United Campus Workers of Virginia
- Founded: 2020; 6 years ago
- Type: Labor union
- Locations: Virginia; United States; ;
- Website: Official website

= United Campus Workers of Virginia =

Labor union in Virginia

United Campus Workers of Virginia (UCWVA) is a labor union in Virginia. It is a local chapter of United Campus Workers, and its parent union is Communications Workers of America. The organization was founded in 2020. It operates in the context of the labor movement in Virginia.

==Scope==
UCWVA represents university workers in Virginia. Members organized in chapters at University of Virginia and Virginia Commonwealth University by 2022. Chapters formed at other universities thereafter, with Virginia Tech in 2023, the College of William & Mary by 2024, and George Mason University in 2026.

==Activities==

===Collective bargaining for university workers===
Virginia operates with right-to-work law that disallows many groups, including university workers, from using collective bargaining. Consequences of this include that workers may not established unionized workplaces, and unions in Virginia cannot use collection bargaining tactics to negotiate on behalf of union members.

UCWVA advocates for Virginia state legislative change to grant collective bargaining rights to university workers.
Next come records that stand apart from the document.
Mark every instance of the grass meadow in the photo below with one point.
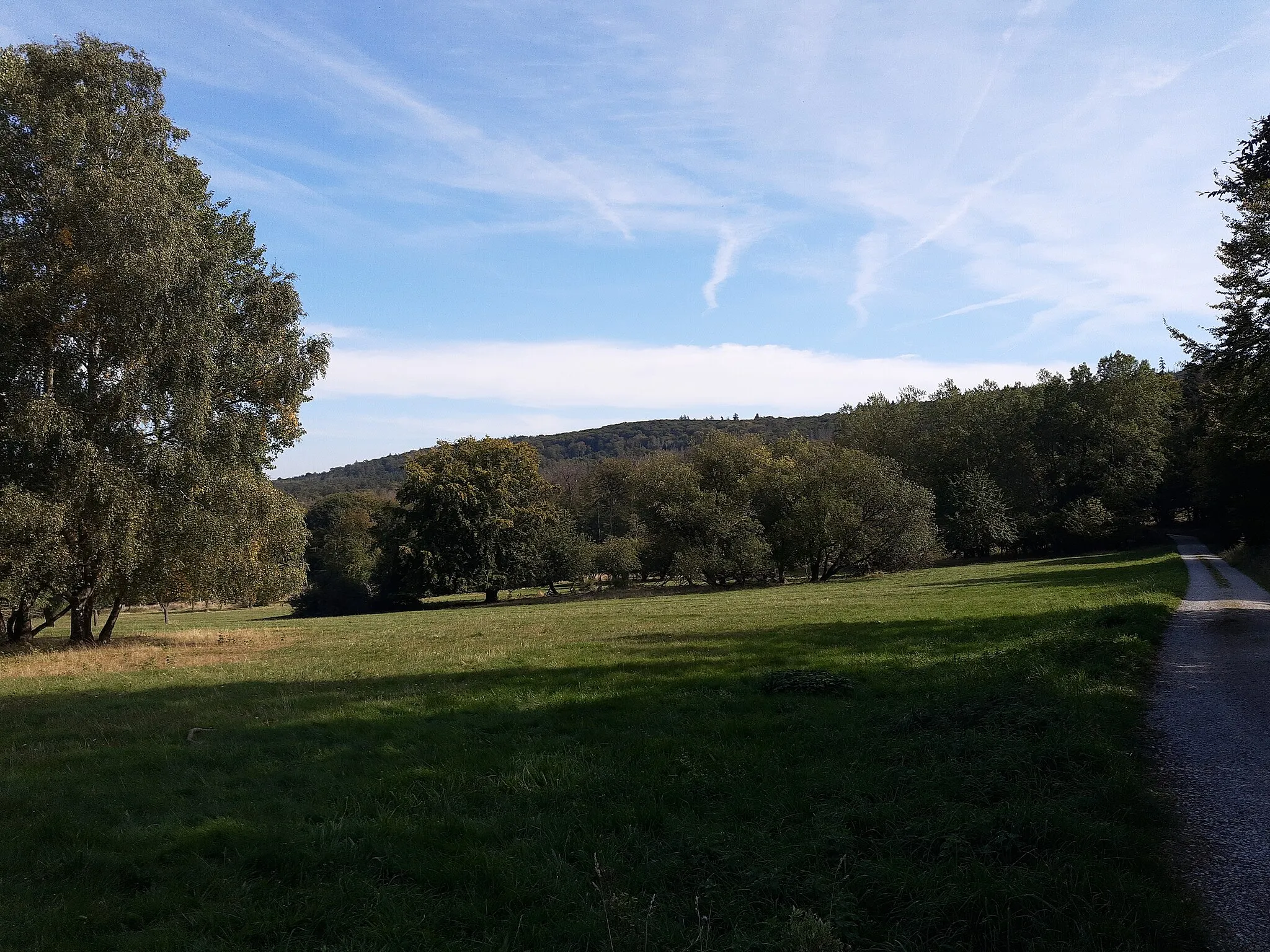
(606, 775)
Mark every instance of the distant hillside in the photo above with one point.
(384, 475)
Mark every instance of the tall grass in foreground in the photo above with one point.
(609, 776)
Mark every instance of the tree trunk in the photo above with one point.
(82, 617)
(50, 620)
(109, 628)
(19, 622)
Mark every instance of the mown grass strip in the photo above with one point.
(451, 778)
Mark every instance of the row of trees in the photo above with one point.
(478, 516)
(151, 362)
(1086, 459)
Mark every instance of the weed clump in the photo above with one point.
(812, 681)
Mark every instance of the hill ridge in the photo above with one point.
(384, 474)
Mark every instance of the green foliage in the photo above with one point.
(618, 558)
(150, 358)
(340, 555)
(977, 519)
(1101, 433)
(1232, 371)
(448, 780)
(471, 518)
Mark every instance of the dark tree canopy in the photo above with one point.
(150, 355)
(342, 553)
(1096, 439)
(1232, 371)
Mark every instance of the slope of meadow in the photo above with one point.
(607, 775)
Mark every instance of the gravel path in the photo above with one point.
(1212, 715)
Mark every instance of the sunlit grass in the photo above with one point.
(450, 778)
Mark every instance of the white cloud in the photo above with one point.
(675, 379)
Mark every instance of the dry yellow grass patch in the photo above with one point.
(141, 653)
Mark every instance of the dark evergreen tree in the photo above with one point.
(1233, 368)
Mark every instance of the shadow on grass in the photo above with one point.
(980, 790)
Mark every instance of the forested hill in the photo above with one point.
(383, 477)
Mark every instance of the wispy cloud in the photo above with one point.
(606, 375)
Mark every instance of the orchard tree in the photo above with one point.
(148, 348)
(473, 516)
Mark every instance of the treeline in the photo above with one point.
(153, 364)
(478, 516)
(1085, 459)
(561, 451)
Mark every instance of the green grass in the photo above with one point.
(1253, 562)
(450, 780)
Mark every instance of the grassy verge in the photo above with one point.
(607, 775)
(1253, 562)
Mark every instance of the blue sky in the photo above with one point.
(528, 218)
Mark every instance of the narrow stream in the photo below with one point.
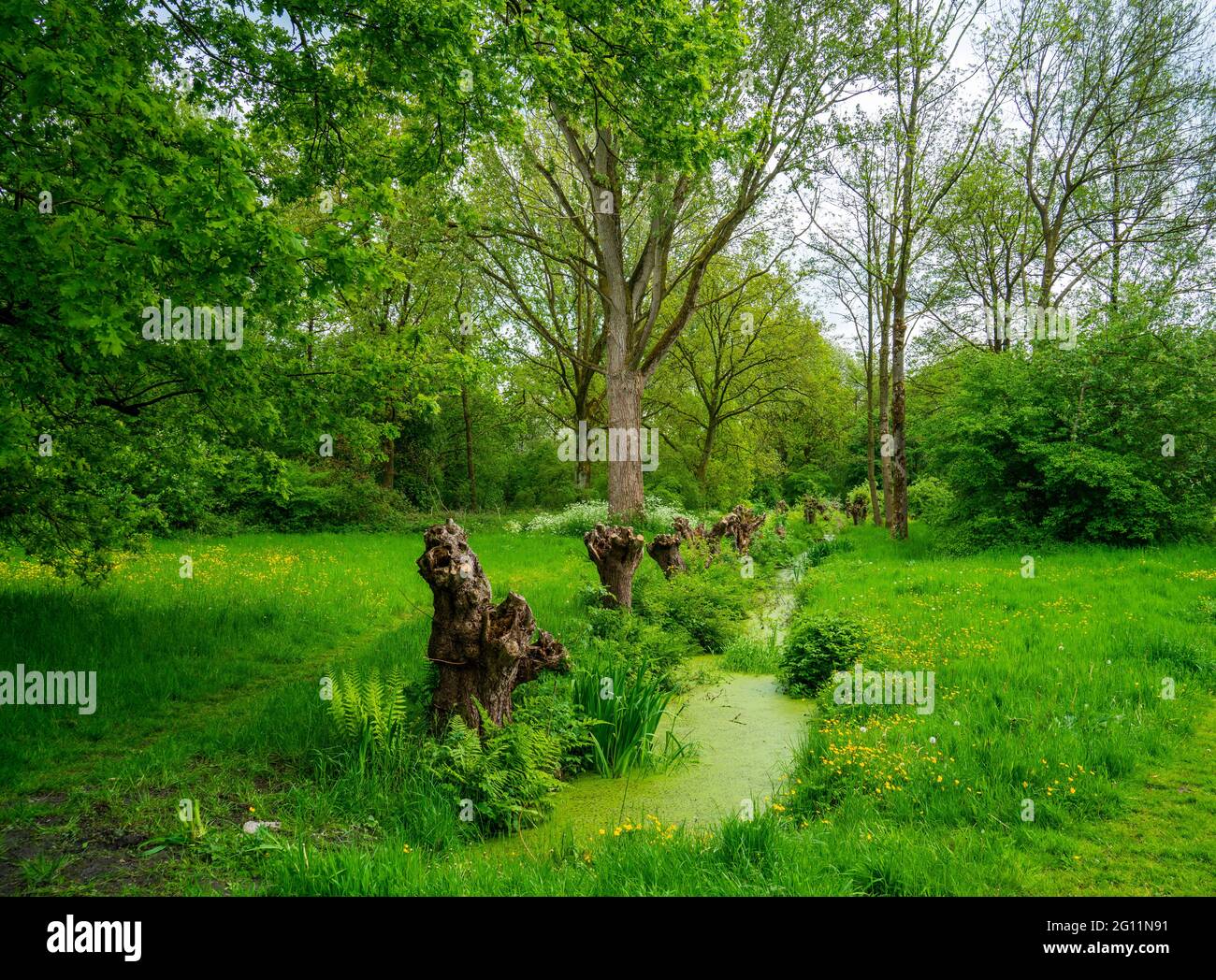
(745, 731)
===Lobbying for worker rights===
UCWVA participates in Lobby day, which is an annual event where citizens can meet their legislators at the Virginia State Capitol.

===Other demonstrations===
UCWVA has organized negotiations for higher wages for university workers, particularly student workers.
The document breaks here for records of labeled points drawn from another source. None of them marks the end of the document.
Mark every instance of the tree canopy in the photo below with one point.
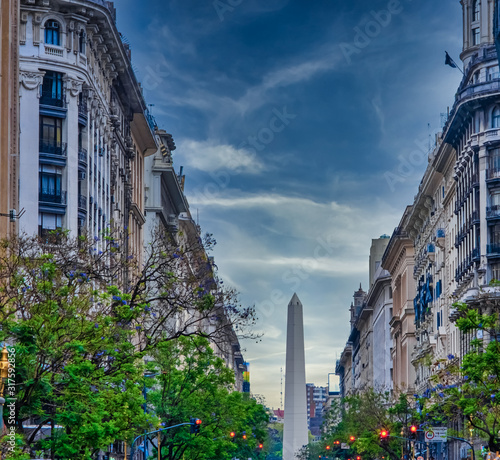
(82, 318)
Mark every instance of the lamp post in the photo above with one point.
(4, 373)
(132, 447)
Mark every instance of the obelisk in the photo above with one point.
(295, 430)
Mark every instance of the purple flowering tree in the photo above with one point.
(469, 389)
(82, 314)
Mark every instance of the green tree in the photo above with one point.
(193, 382)
(469, 392)
(364, 415)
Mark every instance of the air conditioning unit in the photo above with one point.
(173, 222)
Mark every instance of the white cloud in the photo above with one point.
(209, 156)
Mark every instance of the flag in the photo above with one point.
(449, 61)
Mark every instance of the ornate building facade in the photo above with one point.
(9, 115)
(82, 152)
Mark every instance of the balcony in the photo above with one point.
(493, 250)
(493, 176)
(82, 203)
(56, 198)
(52, 147)
(82, 157)
(475, 217)
(53, 50)
(51, 99)
(493, 212)
(51, 236)
(83, 112)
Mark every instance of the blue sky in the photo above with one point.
(302, 139)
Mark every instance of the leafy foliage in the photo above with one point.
(364, 415)
(192, 382)
(470, 391)
(80, 340)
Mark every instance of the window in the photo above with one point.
(492, 73)
(495, 199)
(52, 89)
(50, 135)
(476, 36)
(50, 184)
(82, 41)
(495, 235)
(52, 33)
(494, 159)
(47, 223)
(495, 272)
(476, 6)
(495, 118)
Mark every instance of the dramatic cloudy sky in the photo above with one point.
(301, 140)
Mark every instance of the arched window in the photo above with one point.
(476, 6)
(52, 33)
(495, 118)
(81, 41)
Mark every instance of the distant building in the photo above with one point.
(85, 128)
(399, 261)
(366, 361)
(9, 114)
(316, 404)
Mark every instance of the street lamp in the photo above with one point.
(4, 374)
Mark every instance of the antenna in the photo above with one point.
(429, 131)
(281, 392)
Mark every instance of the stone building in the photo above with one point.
(82, 152)
(366, 361)
(398, 260)
(9, 115)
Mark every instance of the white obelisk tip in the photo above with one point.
(295, 429)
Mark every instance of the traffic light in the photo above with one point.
(195, 425)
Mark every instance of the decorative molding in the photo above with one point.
(37, 20)
(22, 27)
(31, 80)
(73, 86)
UCWVA has demonstrated in favor of university hospitals providing access to gender-affirming hormone therapy.

In 2025, University of Virginia president James Edward Ryan resigned following a nationally reported political conflict with the diversity, equity, and inclusion policies of the second Trump administration. In that context, UCWVA organized talks and demonstrations to advocate for university worker rights in the transition to the next president.